DB fiddle: https://dbfiddle.uk/QLKIuW1G
For a given table, I have grouped by two columns and calculated the average of a third column. However, I would like to only get rows that have a value for all possible values in the category column (these are 1
and 2
). How can this result be achieved?
Example table:
| name | category | number |
| -------- | -------- | ------ |
| jack | 1 | 12.30 |
| jack | 1 | 12.50 |
| jack | 2 | 13.35 |
| jack | 2 | 13.35 |
| jack | 2 | 13.35 |
| james | 1 | 18.76 |
| james | 1 | 20.38 |
| kate | 1 | 22.14 |
| kate | 1 | 22.18 |
| kate | 2 | 21.80 |
| kate | 2 | 22.00 |
Current status:
SELECT name, category, AVG(number) AS average_number
FROM dummy_table
GROUP BY name, category
-- Gives:
| name | category | average_number |
| -------- | -------- | -------------- |
| jack | 1 | 12.40 |
| jack | 2 | 13.35 |
| james | 1 | 19.57 |
| kate | 1 | 22.16 |
| kate | 2 | 21.90 |
Desired result:
-- `James` is dropped because he only has values for category 1, and not category 2.
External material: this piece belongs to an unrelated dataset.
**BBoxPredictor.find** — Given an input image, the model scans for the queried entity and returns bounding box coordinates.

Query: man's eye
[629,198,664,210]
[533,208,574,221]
| name | category | average_number |
| -------- | -------- | -------------- |
| jack | 1 | 12.40 |
| jack | 2 | 13.35 |
| kate | 1 | 22.16 |
| kate | 2 | 21.90 |
DDL (from fiddle, different values):
Create Table Emps(person_name VARCHAR(50), category INT, number DECIMAL);
Insert Into Emps Values
('steve',1,15.30),
('steve',1,14.30),
('steve',2,14.30),
('steve',2,13.30),
('john',1,18.76),
('john',1,17.36),
('john',1,18.42),
('angela',1,23.84),
('angela',1,24.48),
('angela',2,22.00),
('angela',2,22.94);
CodePudding user response:
My first naive solution would be to include a WHERE-clause that checks if there are records in the table for the same name
but with different category
values. That can be done with a subquery.
Something like this:
SELECT name, category, AVG(number) AS average_number
FROM dummy_table
WHERE name IN (SELECT name
FROM dummy_table
WHERE category IN (1, 2)
GROUP BY name
HAVING COUNT(DISTINCT category) = 2)
GROUP BY name, category
I included an additional check (WHERE-clause) in the subquery to only regard categories 1 and 2. You could omit that inner WHERE-clause if there are only 2 categories.
Perhaps there are more elegant solutions, so I will keep an eye on the other answers in this post. ;)
CodePudding user response:
Try to count distinct categories in a subquery and filter names by it:
SELECT name, category, AVG(number) AS average_number
FROM dummy_table
WHERE name IN (SELECT name FROM dummy_table GROUP BY name HAVING COUNT(DISTINCT category) = 2)
GROUP BY name, category